La mitología comparada ha permitido comprender un poco más sobre la morfología semántica del héroe en términos del profesor Bauzá. Según el especialista, el héroe debe cumplir con ciertos puntos de los cuales nos ocuparemos a continuación. En este sentido, el profesor Bauzá nos explica: «de entre los diferentes rasgos que caracterizan al héroe existe uno muy significativo que se erige como común denominador de esta figura en todos los tiempos: el de ser un transgresor, pero para alcanzar esa categoría heroica esta transgresión debe apuntar hacia lo ético.

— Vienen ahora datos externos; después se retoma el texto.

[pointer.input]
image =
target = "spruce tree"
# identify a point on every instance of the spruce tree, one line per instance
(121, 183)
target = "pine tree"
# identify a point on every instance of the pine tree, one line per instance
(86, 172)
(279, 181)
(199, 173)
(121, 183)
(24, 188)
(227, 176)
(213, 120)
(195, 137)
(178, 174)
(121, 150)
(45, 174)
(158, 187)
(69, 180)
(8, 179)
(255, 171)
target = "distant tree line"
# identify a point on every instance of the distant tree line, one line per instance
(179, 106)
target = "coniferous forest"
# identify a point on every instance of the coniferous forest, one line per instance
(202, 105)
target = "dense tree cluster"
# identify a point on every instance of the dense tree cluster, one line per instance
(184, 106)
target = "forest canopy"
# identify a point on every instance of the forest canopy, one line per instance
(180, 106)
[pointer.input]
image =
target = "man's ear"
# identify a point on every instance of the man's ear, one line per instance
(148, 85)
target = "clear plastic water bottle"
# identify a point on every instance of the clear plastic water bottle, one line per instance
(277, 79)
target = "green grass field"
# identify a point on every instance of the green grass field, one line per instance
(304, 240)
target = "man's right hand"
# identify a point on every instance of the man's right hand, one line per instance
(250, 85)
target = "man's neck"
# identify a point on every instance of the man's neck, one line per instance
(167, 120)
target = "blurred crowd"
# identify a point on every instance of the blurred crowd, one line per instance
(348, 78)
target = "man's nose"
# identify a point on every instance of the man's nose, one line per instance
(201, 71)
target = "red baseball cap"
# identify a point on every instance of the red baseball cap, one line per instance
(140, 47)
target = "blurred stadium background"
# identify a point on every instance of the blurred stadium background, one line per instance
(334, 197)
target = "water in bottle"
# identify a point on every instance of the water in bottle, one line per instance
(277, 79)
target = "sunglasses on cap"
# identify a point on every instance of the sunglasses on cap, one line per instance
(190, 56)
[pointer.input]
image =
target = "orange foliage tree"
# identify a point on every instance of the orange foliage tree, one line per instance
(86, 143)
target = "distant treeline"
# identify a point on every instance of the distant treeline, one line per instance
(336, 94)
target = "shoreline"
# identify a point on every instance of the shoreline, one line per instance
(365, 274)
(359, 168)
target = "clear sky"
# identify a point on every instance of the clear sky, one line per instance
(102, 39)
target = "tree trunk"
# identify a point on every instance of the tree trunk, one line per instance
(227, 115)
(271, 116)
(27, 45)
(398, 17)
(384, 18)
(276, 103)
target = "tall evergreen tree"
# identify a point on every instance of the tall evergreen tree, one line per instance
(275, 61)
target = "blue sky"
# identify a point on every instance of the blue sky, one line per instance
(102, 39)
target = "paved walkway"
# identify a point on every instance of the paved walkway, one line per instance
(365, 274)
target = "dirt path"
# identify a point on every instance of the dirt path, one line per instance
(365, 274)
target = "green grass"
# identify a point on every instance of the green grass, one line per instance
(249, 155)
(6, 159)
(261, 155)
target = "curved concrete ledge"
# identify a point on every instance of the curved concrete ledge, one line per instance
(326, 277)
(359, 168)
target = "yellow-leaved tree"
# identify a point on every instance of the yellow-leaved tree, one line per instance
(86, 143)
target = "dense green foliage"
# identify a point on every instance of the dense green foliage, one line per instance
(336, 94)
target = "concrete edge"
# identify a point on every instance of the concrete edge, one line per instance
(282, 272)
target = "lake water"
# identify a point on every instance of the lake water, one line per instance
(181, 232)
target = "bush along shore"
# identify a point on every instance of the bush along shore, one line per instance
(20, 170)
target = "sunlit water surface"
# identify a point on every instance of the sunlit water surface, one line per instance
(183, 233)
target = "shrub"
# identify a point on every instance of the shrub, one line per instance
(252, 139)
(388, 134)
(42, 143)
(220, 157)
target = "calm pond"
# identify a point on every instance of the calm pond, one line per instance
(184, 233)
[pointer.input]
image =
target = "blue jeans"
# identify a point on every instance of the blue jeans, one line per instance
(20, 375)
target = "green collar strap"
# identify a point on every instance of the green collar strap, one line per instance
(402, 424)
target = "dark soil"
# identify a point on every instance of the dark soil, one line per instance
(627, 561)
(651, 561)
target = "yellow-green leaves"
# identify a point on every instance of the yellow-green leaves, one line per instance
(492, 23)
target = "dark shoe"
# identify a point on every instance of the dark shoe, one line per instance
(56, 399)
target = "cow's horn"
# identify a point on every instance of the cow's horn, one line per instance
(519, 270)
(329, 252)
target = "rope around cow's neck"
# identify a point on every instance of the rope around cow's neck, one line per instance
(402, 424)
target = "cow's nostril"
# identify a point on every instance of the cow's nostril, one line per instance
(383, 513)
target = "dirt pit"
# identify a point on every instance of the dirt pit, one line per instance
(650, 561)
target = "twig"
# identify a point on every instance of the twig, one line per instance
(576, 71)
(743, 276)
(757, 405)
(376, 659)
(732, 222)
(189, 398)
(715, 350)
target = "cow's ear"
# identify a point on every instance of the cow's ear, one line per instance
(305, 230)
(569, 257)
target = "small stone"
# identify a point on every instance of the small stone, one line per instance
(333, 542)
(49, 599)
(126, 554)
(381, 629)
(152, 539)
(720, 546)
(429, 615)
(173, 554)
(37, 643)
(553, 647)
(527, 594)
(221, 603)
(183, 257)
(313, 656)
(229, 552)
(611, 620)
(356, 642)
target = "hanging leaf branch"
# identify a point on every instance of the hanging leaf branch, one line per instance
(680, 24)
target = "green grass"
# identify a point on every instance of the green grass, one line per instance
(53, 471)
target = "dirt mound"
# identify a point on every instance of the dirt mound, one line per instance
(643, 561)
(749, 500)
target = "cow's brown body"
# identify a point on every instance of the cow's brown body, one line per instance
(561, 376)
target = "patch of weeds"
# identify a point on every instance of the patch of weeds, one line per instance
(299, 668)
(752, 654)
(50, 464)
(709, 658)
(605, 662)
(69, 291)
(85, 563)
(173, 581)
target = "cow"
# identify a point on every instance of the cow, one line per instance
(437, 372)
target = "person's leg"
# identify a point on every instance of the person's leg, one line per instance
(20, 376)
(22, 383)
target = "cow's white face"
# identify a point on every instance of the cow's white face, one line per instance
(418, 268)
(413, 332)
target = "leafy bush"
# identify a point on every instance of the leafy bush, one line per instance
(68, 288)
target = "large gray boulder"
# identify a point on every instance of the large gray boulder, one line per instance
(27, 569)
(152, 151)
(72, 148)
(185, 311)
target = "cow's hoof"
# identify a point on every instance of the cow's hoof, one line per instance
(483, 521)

En efecto, por la transgresión el héroe se eleva por encima del establishment histórico-político que pretende coaccionarlo, y lo que es más importante, mediante su acción intenta también apartarse del determinismo fatalista y convertirse en artífice de su propio destino» (Bauzá, 2007: 162). Semántica y morfológicamente, la figura heroica originariamente adquiere un origen divino que a la vez la vincula con los dioses, sin embargo, su naturaleza humana y parte mortal lo obliga a emprender un largo viaje plagado de peligros en busca de «la inmortalidad». La desgracia puede llegar de diferentes maneras: simplemente por codicia o por un error estos personajes son castigados dando origen de esa forma al héroe trágico. En algunos casos, es recibida por gracia divina en base a la propia castidad y moralidad, en otros por mérito propio mediante la demostración de destreza en el campo de batalla; como sea el caso, las sociedades construyen a sus héroes para auto-proclamarse por encima de otros hombres o para perpetuar un régimen político determinado (Bauzá, 2007).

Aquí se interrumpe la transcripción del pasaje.